Confederazione

Nuovo programma di scambio fra allievi per favorire l’italiano

Oltre al Ticino, vi parteciperanno i cantoni pilota di Basilea Città, Berna e Vaud all’insegna del motto «Impariamo insieme»

 Nuovo programma di scambio fra allievi per favorire l’italiano
Foto Carlo Reguzzi

Nuovo programma di scambio fra allievi per favorire l’italiano

Foto Carlo Reguzzi

Un nuovo programma di scambio fra allievi, sostenuto dalla Confederazione e incentrato soprattutto sull’italiano, è stato lanciato a partire da quest’anno scolastico. Oltre al Ticino, parteciperanno i Cantoni pilota di Basilea Città, Berna e Vaud.

«Impariamo insieme» ha come obiettivo avvicinare gli scolari della Svizzera italofona con quelli delle altre regioni linguistiche.

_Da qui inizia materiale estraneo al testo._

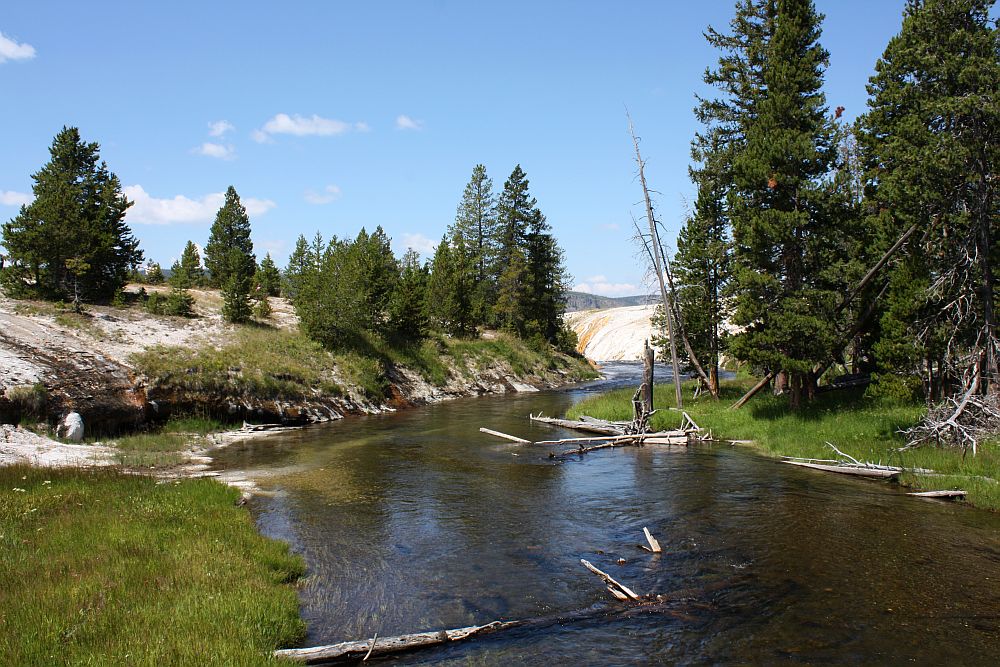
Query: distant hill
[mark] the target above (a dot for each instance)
(584, 301)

È ideato, su mandato dell’Ufficio federale della cultura (UFC), da Movetia, l’agenzia nazionale incaricata della promozione degli scambi e della mobilità.

Nell’ambito del messaggio sulla cultura 2016-2020, il Consiglio federale ha fatto della promozione della lingua e della cultura italiana una priorità, viene ricordato in un comunicato odierno di Movetia. Lo scambio avviene tra due ragazzi, di cui uno italofono, che a turno, per due settimane, si recano dal compagno, vivendo con la sua famiglia e frequentando la stessa scuola.

Nelle intenzioni, ciò consentirà di migliorare le competenze linguistiche dei partecipanti, sia dal punto di vista dell’espressione orale che della comprensione, ampliare il loro vocabolario e vincere il timore di esprimersi in una lingua diversa dalla propria.

Possono prendere parte al programma tutti gli allievi tra i 13 e i 18 anni di madrelingua italiana che studiano un altro idioma nazionale, oppure chi frequenta un insegnamento nella lingua di Dante. I Cantoni pilota sostengono attivamente l’iniziativa e la pubblicizzano nelle scuole, ma la partecipazione è aperta anche al resto dei ragazzi svizzeri, purché genitori e direzione dell’istituto in cui sono iscritti diano il loro consenso. Gli interessati hanno tempo per annunciarsi fino al 15 novembre.

Poi, entro fine mese, avrà luogo la fase di abbinamento degli allievi. Movetia assisterà le parti con consigli e suggerimenti. Inoltre, verrà accordato un forfait di viaggio di 300 franchi e al termine dell’esperienza sarà rilasciato un attestato. Al momento il programma è condotto in fase pilota per due anni, in modo da testare l’interesse che suscita.